AT&T said it successfully tested a 400 Gbps Ethernet (400GbE) connection using live traffic on the carrier’s network between New York and Washington, D.C. “A software-defined network (SDN) controller created a service along the direct path between the two cities, and through software control rerouted the service to a second path to simulate a response to a network failure,” the company said in a release.
The test essentially represents the first phase of a three-part 400GbE trial that AT&T initially outlined last year. The company promised the first test would happen early this year and would use Coriant’s optical gear to carry a 400GbE service across a long-distance span of AT&T global backbone from New York to Washington, demonstrating that AT&T's nationwide software-centric network is 400G-ready.

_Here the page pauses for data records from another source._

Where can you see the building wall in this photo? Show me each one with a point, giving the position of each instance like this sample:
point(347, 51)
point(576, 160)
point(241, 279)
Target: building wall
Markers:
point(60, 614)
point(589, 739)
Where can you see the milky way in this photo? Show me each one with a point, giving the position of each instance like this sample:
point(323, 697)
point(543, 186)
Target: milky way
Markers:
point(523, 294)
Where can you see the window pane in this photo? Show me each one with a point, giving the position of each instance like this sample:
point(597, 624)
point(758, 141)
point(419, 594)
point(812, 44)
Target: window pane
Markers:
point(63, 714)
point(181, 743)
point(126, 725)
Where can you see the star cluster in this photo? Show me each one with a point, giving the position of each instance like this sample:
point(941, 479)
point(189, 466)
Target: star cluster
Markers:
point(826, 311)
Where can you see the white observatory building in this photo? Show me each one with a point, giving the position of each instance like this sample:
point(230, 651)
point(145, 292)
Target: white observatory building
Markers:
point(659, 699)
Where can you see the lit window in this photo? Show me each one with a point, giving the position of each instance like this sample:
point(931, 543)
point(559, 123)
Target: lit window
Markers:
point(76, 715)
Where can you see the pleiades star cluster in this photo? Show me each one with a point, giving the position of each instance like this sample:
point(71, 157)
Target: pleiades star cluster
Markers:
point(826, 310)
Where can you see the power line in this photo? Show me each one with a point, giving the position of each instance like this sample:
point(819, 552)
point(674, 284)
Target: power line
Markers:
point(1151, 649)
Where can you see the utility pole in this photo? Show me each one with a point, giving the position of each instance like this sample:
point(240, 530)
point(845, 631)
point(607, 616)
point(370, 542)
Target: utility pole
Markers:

Part of the reason for the tests is to encourage interoperability, the company said late last year. “One of the networking realities we see on the optical side is when you have a certain metro and you have gear from vendor and when you want to connect to another metro or another service provider, you have to have the same gear,” Dan Blemings, director of Ethernet product management at AT&T, told FierceTelecom in November. “Even though it’s all-optical, vendors still put their own special sauces onto their platforms.”
Added Blemings: “The way we do it today at AT&T is we have network people in the field who literally pick up the phone and call another service provider we want to connect to and ask what gear they are using because we want to put a ROADM in between us. That sort of behavior needs to change in the future because we need to move faster and have our gear work together more seamlessly.”
RELATED: AT&T to begin 400 Gigabit Ethernet trials in 2017
AT&T said its 400GbE tests would help the company’s customers transmit more high-quality video.
AT&T said these tests now pave the way for phase two and three of its 400GbE efforts. The second phase will implement a 400GbE end-to-end service transported across AT&T’s OpenROADM metro network. And the third phase “will test the first instance of a 400GbE open router platform. The ‘disaggregated router’ platform uses merchant silicon and open source software—another industry first,” the company said.
Of course, AT&T isn’t the only player testing 400GbE. Just last week, Acacia Communications, Optelian, Precise-ITC, Spirent and Xilinx said they plan to demonstrate the industry’s first interoperability across the technology spectrum to support 200GbE and 400GbE connectivity over standardized during this week’s OFC 2017 trade show in Los Angeles.